The government has begun a weeklong meeting with an array of leaders in Mogadishu, which has seen spiraling violence over the past month, as part of promised efforts to reconcile Somalis after 16 years of conflict.
The capital and much of southern Somalia has borne the brunt of the country's conflict that began in 1991 when clan-based warlords toppled dictator Mohamed Siad Barre and then turned on one another, sinking the Horn of Africa country of 7 million people into chaos.
Mogadishu also saw the heaviest fighting when government forces -- backed by Ethiopian troops, warplanes and tanks -- ousted the country's Islamic movement from its southern Somalia strongholds that included the capital.
"I hope it will be the beginning of reconciliation among the people of Mogadishu, which is the mirror of all of Somalia and I hope if a solution is found here, other areas will be peaceful," Prime Minister Ali Mohamed Gedi told the meeting on Monday in comments broadcast on local radio.

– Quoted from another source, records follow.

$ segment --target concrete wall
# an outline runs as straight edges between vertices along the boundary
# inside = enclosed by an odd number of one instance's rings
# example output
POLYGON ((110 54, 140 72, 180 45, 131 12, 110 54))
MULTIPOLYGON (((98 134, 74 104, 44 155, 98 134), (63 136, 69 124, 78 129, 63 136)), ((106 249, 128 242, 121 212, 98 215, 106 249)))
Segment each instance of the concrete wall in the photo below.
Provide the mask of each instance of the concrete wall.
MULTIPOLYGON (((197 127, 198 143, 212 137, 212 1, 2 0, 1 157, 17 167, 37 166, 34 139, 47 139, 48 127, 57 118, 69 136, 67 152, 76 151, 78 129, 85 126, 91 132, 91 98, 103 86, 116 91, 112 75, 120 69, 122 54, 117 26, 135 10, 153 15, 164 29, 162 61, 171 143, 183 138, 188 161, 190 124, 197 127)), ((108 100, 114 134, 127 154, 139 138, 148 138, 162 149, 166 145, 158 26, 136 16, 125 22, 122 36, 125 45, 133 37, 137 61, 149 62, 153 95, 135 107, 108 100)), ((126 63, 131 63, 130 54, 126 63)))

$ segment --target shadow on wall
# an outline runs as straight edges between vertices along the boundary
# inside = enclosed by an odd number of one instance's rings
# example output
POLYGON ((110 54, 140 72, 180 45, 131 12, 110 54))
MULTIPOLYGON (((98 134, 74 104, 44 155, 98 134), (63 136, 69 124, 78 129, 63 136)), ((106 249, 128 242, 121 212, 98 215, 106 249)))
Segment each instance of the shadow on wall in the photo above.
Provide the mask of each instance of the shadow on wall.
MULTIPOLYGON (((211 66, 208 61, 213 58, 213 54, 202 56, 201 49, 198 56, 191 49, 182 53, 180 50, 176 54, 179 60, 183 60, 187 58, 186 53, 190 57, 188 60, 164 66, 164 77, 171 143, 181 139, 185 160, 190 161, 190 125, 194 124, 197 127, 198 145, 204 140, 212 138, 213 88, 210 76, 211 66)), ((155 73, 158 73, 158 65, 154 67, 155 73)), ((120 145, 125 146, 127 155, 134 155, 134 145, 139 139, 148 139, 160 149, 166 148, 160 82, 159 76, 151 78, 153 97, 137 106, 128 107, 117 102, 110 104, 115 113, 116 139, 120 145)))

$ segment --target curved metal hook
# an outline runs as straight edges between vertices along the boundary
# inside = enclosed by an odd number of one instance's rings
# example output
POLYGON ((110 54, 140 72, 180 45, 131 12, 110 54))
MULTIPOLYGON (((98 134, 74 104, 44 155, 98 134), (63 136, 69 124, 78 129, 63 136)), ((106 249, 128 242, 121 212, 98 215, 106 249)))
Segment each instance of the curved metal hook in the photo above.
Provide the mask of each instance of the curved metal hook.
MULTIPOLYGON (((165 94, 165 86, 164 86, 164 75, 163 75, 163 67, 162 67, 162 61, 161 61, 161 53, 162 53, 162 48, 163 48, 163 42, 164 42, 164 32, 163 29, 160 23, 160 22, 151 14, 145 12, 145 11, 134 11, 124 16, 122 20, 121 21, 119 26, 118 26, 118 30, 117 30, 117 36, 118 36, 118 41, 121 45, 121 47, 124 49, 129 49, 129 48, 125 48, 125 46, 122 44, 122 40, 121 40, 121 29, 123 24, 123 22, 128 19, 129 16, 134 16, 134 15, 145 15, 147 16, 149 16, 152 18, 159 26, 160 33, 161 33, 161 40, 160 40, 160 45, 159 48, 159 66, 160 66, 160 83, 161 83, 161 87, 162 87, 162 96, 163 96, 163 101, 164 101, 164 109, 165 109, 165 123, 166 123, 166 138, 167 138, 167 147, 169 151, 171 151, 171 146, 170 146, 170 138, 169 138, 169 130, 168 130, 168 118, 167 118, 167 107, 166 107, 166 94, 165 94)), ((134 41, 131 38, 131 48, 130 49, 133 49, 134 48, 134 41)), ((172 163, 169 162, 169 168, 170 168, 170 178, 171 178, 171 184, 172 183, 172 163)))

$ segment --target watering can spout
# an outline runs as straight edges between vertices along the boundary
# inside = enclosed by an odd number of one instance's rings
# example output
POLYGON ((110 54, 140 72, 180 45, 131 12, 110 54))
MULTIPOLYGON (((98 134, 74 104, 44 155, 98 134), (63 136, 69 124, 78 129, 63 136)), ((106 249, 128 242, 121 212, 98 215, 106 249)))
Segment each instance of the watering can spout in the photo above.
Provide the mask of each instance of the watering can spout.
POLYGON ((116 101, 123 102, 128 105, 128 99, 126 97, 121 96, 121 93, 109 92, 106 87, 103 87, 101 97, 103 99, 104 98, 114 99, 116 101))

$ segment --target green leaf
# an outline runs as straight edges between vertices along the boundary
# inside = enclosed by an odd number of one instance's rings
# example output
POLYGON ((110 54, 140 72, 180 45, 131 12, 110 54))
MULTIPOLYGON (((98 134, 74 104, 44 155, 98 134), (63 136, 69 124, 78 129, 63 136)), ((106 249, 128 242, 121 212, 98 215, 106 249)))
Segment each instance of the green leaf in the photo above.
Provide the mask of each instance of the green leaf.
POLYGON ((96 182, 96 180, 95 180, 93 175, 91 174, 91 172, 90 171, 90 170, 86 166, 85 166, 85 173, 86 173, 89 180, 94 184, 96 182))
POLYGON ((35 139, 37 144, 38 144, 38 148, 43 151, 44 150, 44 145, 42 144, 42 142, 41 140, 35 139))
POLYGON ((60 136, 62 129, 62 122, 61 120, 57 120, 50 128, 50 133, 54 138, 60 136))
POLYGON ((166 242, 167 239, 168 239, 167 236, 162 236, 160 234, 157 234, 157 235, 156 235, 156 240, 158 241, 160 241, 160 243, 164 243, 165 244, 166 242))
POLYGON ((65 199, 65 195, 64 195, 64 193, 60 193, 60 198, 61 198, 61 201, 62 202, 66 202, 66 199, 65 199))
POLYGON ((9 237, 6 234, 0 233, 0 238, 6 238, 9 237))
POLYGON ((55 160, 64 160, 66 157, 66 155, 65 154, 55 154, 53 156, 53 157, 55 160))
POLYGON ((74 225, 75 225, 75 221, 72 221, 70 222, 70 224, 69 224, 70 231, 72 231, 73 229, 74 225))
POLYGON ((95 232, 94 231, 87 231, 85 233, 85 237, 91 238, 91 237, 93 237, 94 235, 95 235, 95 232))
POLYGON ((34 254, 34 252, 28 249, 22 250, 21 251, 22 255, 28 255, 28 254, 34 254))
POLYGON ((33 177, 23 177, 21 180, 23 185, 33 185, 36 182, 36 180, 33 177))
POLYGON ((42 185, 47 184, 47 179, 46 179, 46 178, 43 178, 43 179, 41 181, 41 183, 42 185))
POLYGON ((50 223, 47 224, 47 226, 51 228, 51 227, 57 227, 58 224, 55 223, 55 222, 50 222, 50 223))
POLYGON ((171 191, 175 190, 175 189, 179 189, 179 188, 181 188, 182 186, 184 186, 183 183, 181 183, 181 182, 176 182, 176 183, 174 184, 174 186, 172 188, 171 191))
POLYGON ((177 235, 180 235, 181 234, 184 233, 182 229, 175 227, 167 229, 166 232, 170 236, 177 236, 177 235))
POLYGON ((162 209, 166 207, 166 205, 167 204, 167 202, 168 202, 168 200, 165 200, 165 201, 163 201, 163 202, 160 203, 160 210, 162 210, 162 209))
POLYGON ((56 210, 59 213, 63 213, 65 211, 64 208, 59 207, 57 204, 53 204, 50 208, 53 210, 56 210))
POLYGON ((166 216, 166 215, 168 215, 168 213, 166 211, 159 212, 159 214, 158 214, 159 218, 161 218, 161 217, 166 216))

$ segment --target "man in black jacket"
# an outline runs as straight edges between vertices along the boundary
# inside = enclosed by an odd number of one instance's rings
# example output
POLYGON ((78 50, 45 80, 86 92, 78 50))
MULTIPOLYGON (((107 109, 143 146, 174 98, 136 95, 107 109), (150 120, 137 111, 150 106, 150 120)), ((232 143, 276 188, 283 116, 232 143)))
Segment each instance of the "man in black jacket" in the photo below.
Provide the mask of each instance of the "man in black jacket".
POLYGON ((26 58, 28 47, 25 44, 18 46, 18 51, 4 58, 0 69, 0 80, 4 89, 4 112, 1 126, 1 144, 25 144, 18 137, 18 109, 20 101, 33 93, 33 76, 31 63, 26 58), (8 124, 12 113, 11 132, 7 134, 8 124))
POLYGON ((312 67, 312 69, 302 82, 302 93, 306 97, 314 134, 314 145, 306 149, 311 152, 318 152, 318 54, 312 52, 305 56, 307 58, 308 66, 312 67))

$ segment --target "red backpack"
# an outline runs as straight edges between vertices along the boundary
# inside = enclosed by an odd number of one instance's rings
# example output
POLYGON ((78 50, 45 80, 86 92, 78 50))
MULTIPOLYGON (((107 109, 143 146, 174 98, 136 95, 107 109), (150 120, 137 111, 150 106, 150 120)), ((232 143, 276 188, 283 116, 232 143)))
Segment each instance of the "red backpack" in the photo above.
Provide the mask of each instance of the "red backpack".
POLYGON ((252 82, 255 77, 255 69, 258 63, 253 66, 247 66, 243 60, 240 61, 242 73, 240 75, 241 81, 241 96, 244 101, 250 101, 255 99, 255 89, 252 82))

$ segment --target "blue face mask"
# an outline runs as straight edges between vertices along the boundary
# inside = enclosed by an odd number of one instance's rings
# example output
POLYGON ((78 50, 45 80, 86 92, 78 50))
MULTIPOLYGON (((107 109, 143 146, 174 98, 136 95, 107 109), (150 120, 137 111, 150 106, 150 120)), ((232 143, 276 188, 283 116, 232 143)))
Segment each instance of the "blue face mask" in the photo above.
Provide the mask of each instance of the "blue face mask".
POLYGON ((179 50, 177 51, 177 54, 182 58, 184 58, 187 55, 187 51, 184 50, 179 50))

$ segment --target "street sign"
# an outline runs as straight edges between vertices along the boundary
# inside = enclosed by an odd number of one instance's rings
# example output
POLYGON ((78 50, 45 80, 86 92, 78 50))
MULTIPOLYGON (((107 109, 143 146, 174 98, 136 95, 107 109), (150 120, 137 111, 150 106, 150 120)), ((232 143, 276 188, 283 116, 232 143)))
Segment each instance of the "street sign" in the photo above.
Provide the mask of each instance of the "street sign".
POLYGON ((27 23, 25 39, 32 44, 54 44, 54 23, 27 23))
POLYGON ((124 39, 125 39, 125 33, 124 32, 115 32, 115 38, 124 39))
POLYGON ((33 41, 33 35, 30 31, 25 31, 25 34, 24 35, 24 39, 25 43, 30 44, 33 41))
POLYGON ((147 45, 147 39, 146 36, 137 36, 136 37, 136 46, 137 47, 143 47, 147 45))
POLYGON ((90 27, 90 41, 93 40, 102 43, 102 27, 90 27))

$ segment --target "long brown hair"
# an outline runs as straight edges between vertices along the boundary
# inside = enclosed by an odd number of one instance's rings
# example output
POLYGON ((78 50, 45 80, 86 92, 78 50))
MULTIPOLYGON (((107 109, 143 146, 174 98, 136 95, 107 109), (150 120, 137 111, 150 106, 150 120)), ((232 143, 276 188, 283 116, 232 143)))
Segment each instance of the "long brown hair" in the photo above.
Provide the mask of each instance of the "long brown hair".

Ismail Moalim Musse, chairman of the government-appointed national reconciliation commission, said that the elders, traditional chiefs, representatives of private aid and development groups will discuss their roles in restoring security in the capital and awareness programs on peace and security.
Musse declined to comment on whether warlords who had ruled Mogadishu for most of the last 16 years had been invited to the meeting. The major Mogadishu warlords in recent weeks handed over weapons and equipment and ordered their militias to camps where they are to be trained and join the national army.
The commission was formed in 2005 but has done little work, partly because the government was until recently unable to assert its authority beyond the southern town of Baidoa.
The two-year-old transitional government only managed to establish itself in the capital in December. The ousted Islamic movement, which still has strong support in Mogadishu, has vowed to wage an Iraq-style insurgency and clan rivalries also are a challenge for the government.
Ethiopia has said it cannot afford to keep its forces long in Somalia and has begun pulling out as the African Union (AU) presses ahead with preparations for a peacekeeping mission to Somalia. So far, the AU has received only half the 8,000 peacekeepers it believes is needed, but could start an initial deployment soon.
Three battalions of peacekeepers from Uganda and Nigeria are ready to be deployed in Somalia and will be airlifted in as soon as possible, a senior AU official said last week.
A leader of the Islamic movement that was ousted last month has said that a proposed peacekeeping force would not bring peace to Somalia.
The Islamic movement was credited with restoring order in areas of southern Somalia it controlled, but some Somalis chafed at its fundamentalist version of Islam and the US has accused it of harboring al-Qaeda suspects.
The transitional government was formed in 2004 with UN help. It has struggled to assert authority and heal clan rifts and was confined to Baidoa until Ethiopian troops arrived to help oust the Islamic movement.